Beyond the schools, multiple faith-compatible situations are depicted in churches—with sermons by Tony’s preacher (DeVon Franklin), who encourages his flock to run the good race and not keep the good gifts God gives us wrapped up. Here, in one of the most stirring scenes of the movie, Tandy shows up at this church with his wife to confess his sins and asks to be baptized.

Both on and off the football field, Tandy’s new-found faith is tested and he bravely resists cultural pressure to start Tony in games—later standing beside his all-star player at a racially charged awards banquet attended by Governor George Wallace. And when the big rivalry week game rolls around, Tandy leads the team in the Lord’s Prayer before pulling an injured Tony from the game because his health is more important than winning the game.

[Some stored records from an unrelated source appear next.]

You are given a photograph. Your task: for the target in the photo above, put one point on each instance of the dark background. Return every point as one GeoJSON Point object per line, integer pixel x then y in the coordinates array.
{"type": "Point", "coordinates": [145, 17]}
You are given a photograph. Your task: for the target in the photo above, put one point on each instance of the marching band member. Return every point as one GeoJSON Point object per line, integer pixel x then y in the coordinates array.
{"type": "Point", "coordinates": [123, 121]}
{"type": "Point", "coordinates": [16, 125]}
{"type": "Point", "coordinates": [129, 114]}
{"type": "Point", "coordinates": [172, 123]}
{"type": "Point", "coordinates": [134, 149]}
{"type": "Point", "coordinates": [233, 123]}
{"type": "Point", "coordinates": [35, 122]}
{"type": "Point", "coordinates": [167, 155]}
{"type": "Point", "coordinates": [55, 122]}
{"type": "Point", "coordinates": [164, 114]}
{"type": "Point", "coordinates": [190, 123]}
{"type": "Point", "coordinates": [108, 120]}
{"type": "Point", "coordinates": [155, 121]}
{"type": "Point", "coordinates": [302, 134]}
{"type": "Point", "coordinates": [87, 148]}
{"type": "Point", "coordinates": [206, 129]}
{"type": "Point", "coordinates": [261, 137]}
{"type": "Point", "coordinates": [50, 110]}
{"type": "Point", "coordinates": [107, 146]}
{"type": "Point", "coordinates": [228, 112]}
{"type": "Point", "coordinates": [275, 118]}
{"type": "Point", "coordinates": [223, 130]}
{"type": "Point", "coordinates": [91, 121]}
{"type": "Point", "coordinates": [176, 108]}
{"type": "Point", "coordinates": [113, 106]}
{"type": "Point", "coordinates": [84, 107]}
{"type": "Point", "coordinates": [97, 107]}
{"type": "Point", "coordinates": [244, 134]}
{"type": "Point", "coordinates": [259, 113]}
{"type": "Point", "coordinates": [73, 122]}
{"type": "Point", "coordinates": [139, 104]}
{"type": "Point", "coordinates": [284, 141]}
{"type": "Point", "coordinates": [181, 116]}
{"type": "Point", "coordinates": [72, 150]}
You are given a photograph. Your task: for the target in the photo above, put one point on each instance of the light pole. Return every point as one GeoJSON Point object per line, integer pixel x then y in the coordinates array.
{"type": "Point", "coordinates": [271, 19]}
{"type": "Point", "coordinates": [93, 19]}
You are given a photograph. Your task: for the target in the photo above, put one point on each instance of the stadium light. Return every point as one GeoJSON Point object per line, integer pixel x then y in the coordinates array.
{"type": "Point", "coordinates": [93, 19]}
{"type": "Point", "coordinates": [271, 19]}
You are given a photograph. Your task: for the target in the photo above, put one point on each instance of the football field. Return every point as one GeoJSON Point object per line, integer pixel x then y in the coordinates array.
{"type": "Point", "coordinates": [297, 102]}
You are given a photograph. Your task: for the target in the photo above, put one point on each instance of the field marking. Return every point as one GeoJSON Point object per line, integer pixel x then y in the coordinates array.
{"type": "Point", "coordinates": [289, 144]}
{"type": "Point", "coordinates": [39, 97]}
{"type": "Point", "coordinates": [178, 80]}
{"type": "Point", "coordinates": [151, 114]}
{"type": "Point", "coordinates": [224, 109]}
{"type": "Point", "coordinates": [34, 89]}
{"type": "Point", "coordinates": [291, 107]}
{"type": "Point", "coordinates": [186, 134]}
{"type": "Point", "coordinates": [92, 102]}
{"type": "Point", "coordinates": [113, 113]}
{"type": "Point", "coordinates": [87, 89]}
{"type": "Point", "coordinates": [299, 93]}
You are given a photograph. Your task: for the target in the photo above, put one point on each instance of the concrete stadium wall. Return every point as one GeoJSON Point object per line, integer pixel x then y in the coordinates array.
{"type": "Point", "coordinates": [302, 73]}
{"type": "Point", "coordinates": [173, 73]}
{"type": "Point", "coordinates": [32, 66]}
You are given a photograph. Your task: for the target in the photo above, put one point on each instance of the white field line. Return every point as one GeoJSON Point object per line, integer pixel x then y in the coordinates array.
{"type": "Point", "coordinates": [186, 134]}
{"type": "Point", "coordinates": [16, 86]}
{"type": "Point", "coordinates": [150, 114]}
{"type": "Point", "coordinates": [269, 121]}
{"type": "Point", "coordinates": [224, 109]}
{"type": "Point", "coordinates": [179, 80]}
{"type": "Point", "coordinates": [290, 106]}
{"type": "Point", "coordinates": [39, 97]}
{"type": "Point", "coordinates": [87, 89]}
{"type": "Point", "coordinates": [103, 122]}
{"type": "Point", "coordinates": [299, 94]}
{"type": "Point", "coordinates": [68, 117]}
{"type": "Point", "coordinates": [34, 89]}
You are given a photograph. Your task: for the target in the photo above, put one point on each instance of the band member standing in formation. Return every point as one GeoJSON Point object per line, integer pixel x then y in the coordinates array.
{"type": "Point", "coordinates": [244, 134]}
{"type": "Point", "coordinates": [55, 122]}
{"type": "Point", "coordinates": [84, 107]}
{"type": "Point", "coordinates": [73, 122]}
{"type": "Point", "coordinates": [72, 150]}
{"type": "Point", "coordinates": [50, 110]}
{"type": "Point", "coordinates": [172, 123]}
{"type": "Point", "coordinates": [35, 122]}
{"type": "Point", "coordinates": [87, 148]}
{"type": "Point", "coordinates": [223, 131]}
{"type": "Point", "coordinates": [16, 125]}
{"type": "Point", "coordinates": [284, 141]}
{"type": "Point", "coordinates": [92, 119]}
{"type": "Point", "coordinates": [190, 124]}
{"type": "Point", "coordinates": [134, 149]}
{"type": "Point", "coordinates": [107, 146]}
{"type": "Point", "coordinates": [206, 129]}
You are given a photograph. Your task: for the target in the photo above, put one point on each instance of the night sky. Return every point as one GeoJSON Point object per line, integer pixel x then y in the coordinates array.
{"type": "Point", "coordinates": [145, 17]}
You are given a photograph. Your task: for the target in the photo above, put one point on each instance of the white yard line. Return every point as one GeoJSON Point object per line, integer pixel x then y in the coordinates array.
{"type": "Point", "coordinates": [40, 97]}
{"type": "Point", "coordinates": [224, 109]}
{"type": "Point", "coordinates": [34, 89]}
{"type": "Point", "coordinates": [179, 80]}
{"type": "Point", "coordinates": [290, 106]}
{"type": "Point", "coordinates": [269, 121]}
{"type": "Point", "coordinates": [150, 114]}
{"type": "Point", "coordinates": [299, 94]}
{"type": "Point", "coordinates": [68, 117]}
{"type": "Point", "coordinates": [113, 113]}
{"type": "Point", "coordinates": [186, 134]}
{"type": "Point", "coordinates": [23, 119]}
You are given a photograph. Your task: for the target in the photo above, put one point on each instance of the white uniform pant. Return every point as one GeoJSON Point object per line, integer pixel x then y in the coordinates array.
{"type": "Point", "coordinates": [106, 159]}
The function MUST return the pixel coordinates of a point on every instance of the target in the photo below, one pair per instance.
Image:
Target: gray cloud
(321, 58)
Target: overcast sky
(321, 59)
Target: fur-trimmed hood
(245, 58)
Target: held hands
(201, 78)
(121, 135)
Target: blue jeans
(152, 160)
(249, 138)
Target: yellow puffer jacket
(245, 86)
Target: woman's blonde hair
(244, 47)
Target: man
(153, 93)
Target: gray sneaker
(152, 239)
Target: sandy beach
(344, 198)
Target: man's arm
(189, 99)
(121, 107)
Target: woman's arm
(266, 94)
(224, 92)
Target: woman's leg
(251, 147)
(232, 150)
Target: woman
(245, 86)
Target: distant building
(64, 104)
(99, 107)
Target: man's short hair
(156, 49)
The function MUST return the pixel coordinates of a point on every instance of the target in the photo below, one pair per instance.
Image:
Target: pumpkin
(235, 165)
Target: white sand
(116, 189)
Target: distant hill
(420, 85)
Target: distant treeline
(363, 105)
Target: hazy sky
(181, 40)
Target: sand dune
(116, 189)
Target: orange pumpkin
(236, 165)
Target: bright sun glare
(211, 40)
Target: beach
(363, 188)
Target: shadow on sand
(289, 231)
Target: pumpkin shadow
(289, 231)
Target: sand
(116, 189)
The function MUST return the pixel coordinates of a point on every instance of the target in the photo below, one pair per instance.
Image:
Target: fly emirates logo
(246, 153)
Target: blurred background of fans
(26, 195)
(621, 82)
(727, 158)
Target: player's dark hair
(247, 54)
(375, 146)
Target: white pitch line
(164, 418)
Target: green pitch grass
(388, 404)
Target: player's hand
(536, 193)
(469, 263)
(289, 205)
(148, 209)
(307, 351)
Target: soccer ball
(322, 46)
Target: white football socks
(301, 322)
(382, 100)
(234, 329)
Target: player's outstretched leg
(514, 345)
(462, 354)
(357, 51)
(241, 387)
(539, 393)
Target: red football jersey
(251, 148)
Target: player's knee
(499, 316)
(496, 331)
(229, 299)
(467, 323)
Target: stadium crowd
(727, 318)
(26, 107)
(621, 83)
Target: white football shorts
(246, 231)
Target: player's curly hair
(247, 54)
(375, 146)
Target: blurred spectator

Family Viewing Suitability


At 123 minutes in length, WOODLAWN is rated PG for thematic elements, including some racial tension and violence. Given this, it’s a family-friendly film with parental guidance. Its hopeful message of spiritual revival, forgiveness, reconciliation and transformation are at the core of the Christian faith and will resonate with young and old alike. In today’s American culture with increased racial tension and affinity group divisions, WOODLAWN reminds moviegoers that the only hope we have individually and collectively is found in the Gospel of Jesus Christ.

Entertainment Value


WOODLAWN offers high production values, a solid script, and very capable cast. Here, Caleb Castille shines as Tony and Nic Bishop’s delivers a strong performance as Tandy. And Jon Voight’s portrayal of Coach Bear Bryant is spot-on. And while some may be confused about the sudden shift at the end in which Tandy appears to have been fired from his coaching role, this uneven handling redirects focus from winning footballs games to where it belongs—on God’s larger purposes in lives and communities.

With its themes of prayer, forgiveness and reconciliation, WOODLAWN is a powerful film that depicts a broken world being transformed and unified by God’s power—but only when people repent and allow God to show up. Although WOODLAWN serves as a clarion call to today’s generation for revival, its inspiring and hopeful Christian message of racial reconciliation and unity will likely appeal to both faith-driven and secular audiences alike.